Healing implies that we slow down and observe what is happening around us and what might be the root cause of how we are feeling and what may be upsetting. It suggests we ask more questions. It allows us to reduce the self-induced state of stress in exchange for a more relaxed approach to life. For many who are used to fast paced, high stress environments this will be a practice to implement over time.

For instance you might initially believe that the issues with your partner were that they just cannot follow your instructions on how to complete a specific task. When a healing approach is applied in fact you may reconsider, reframe the context entirely. Perhaps the root cause of conflict is that we may not be trusting enough of our partner to give them the freedom to complete a task in their own way.
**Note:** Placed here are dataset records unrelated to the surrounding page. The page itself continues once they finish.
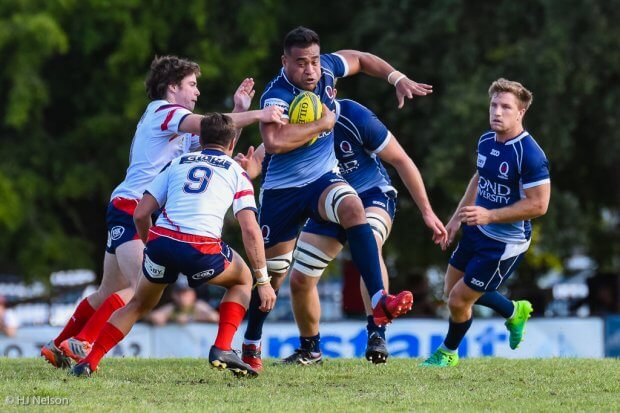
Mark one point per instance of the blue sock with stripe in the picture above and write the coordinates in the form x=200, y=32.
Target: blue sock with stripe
x=456, y=332
x=497, y=302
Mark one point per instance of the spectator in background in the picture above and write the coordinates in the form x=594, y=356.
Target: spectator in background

We add unessary stress by pushing, forcing our preferred methodology on others. When it’s the outcome we are actually after in the first place. Letting go of the how it gets done in favour of achieving the goal is one way to practice a healing approach vs. a fixing approach.

If you find yourself often using the language of fixing rather than healing, I invite you to slow down, take in this observation not just for the sake of your relationships and outlook on life but to create a long term state of relaxtion where your body has the optimal environment in which to digest food well, burn calories and ultimately optimize the fitness plan you have outlined.

Who doesn’t like double-duty solutions?